If you have a disability, a gap in your CV or immigrant background, we encourage you to tick the box for this in your application. If there are qualified applicants, we invite at least one in each group for an interview. If you get the job, we will adapt the working conditions if you need it. Apart from selecting the right candidates, we will only use the information for anonymous statistics.
Your application must include:
- Cover letter stating specifically which part of your education is most relevant for the position, explaining your motivation and research interests
- Diploma for bachelor's and master's degree
- Transcript of grades/academic record for bachelor's and master's degree
- Explanation of the grading system for foreign education (Diploma Supplement if available)
- Documentation of English proficiency
- References with contact information
- Master’s thesis, and any other academic works
Qualification with a master’s degree is required before commencement in the position. If you are near completion of your master’s degree, you may still apply and submit a draft version of the thesis and a statement from your supervisor or institution indicating when the degree will be obtained. You must document completion of your degree before commencement in the position. You must still submit your transcripts for the master’s degree with your application.
All documentation to be considered must be in a Scandinavian language or English. Diplomas and transcripts must also be submitted in the original language, if not in English or Scandinavian. We only accept applications and documentation sent via Jobbnorge within the application deadline.
- Involvement in an interesting research project
- A good academic environment with dedicated colleagues
- Flexible working hours and a state collective pay agreement
- Pension scheme through the state pension fund
- More practical information for working and living in Norway can be found here.
The appointment is made in accordance with State regulations and guidelines at UiT. At our website, you will find more information for applicants.

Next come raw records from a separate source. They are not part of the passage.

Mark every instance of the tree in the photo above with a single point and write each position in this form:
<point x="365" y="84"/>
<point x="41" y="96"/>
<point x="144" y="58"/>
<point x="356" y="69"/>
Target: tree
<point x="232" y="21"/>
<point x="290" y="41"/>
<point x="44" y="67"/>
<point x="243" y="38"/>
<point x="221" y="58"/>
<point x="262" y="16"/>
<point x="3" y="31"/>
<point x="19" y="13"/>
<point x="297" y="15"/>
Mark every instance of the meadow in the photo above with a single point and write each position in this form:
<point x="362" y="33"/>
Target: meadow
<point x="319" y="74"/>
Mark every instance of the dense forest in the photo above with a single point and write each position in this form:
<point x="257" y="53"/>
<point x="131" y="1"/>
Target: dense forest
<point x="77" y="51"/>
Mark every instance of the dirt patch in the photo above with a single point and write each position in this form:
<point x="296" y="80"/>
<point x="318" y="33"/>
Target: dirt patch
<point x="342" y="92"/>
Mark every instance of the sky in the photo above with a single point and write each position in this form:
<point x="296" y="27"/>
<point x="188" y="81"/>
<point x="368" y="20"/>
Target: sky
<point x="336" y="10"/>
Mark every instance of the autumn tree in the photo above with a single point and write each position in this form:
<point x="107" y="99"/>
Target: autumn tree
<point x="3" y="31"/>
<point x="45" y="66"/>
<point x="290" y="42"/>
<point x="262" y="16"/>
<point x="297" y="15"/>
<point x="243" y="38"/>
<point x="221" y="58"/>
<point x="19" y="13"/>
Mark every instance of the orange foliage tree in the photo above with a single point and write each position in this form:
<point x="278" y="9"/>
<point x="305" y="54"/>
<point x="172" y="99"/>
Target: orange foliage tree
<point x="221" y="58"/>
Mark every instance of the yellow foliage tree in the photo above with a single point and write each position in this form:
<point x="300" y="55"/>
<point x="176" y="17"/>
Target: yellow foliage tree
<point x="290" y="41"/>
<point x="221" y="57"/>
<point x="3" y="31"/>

A shorter period of appointment may be decided when the PhD Fellow has already completed parts of their research training programme or when the appointment is based on a previous qualifying position PhD Fellow, research assistant, or the like in such a way that the total time used for research training amounts to three years.
Remuneration for the position of PhD Fellow is in accordance with the State salary scale code 1017. A compulsory contribution of 2 % to the Norwegian Public Service Pension Fund will be deducted.
We process personal data given in an application or CV in accordance with the Personal Data Act (Offentleglova). According to the Personal Data Act information about the applicant may be included in the public applicant list, also in cases where the applicant has requested non-disclosure. You will receive advance notification in the event of such publication, if you have requested non-disclosure.